Quelle est l’histoire ?
Ce pourrait être un vaudeville, Alex, ravissante jeune divorcée, et Daniel, médecin juif new yorkais quinquagénaire, partagent les faveurs de Bob Elkin, jeune artiste londonien bisexuel. C’est plein de nostalgie et de non-dit. Les deux amants se connaissent de vue mais préfèrent ne rien dire, par peur de perdre Bob quitte à en souffrir. Et, le cœur serré, chacun voit évoluer le jeune bohême insouciant. Avec, en toile de fond, la crise économique des années 70, dans un Londres brumeux. Aucun cafard cependant, juste un dimanche comme les autres ce que chacun d’entre nous a certainement déjà vécu.
Réalisation
C’est John Schlesinger qui est derrière la caméra. Il s’agit, là encore, d’un cinéaste particulier. Son premier long métrage de fiction, « Un amour pas comme les autres »(1962), est couronné par l'Ours d'or au Festival de Berlin l'année de sa sortie... Son troisième film, « Darling » (1965), emporte entre autres récompenses trois Oscars.

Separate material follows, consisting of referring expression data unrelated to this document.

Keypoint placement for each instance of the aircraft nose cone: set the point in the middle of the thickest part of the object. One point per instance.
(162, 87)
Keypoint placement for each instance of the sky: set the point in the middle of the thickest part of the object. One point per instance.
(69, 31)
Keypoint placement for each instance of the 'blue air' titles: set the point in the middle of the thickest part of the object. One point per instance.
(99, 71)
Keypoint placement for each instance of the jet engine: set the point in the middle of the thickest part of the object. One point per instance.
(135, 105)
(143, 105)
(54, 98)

Il est capable de réaliser un film intimiste comme « Un dimanche comme les autres » et d’afficher dans sa filmographie des succès comme « Macadam cow-boy » (1969) Plaidoyer pour l’homosexualité lui qui affichait cette préférence sexuelle. Ce film, au succès planétaire, on n’est quand même qu’en 1969, fut couronné de deux Oscars : Meilleurs film et meilleurs réalisateur. Tout le monde se souviendra également de « Marathon Man » (1976) ou l’on retrouve Dustin Hoffman déjà présent au générique de « Macadam cow-boy » et surtout Laurence Olivier auquel, tout cinéphile ne manque pas de penser quand il se rend chez le dentiste en se rappelant son doucereux « C’est sans danger » qu’il prononce avant de torturer Dustin Hoffmann.

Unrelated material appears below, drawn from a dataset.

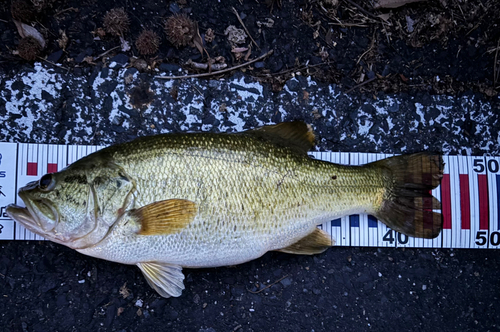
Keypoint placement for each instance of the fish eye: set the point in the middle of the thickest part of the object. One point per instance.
(46, 182)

Je ne résiste pas au plaisir d’évoquer son téléfilm pour la BBC « An Englishman Abroad » (1983) Il s’agit de l’histoire vraie de ce que l’on appelle « Les Cinq de Cambridge » un groupe d’espionnage composé essentiellement de cinq anciens étudiants de l’université de Cambridge. Kim Philby Guy Burgess, Donald Duart Maclean Anthony Blunt Johnson) et John Cairncross. C’est Alan Bates qui joue Guy Burgess. Il est formidable dans la déchéance qui fut sa récompense pour sa trahison dans son exil « doré » en Union Soviétique ou il songe avec une nostalgie inconsolable à La Grande Bretagne. Il faut le voir se rapprocher anonymement d’Anglais de passage et ou de soviétiques pouvant voyager pour se faire ramener des choses que l’on ne trouve pas à Moscou. Fabuleux ! Ceux qui savent manipuler le « streaming » interlope ou le « Vod » pourront voir ce téléfilm. Ce n’est que du bonheur.
Qui fait quoi
Peter Finch : Dr Daniel Hirsh
J’ai une passion particulière pour cet acteur qui n’a pas chômé plus de cinquante films en trente-neuf ans de carrière. Sydney Lumet et Robert Aldrich l’ont dirigé. Finch a interprété quelques-uns de ses meilleurs rôles sous la direction de Jack Clayton représentant du réalisme cinématographique en Grande Bretagne mais aussi les metteurs en scène malheureux de « Gatsby le magnifique » (1974 -The Great Gatsby en V.O.) qui fut un échec commercial. Ses faits d’armes :
- 1971 : Nommé à l'Oscar du meilleur acteur - Un dimanche comme les autres - 1976 : Oscar du meilleur acteur - Network (à titre posthume)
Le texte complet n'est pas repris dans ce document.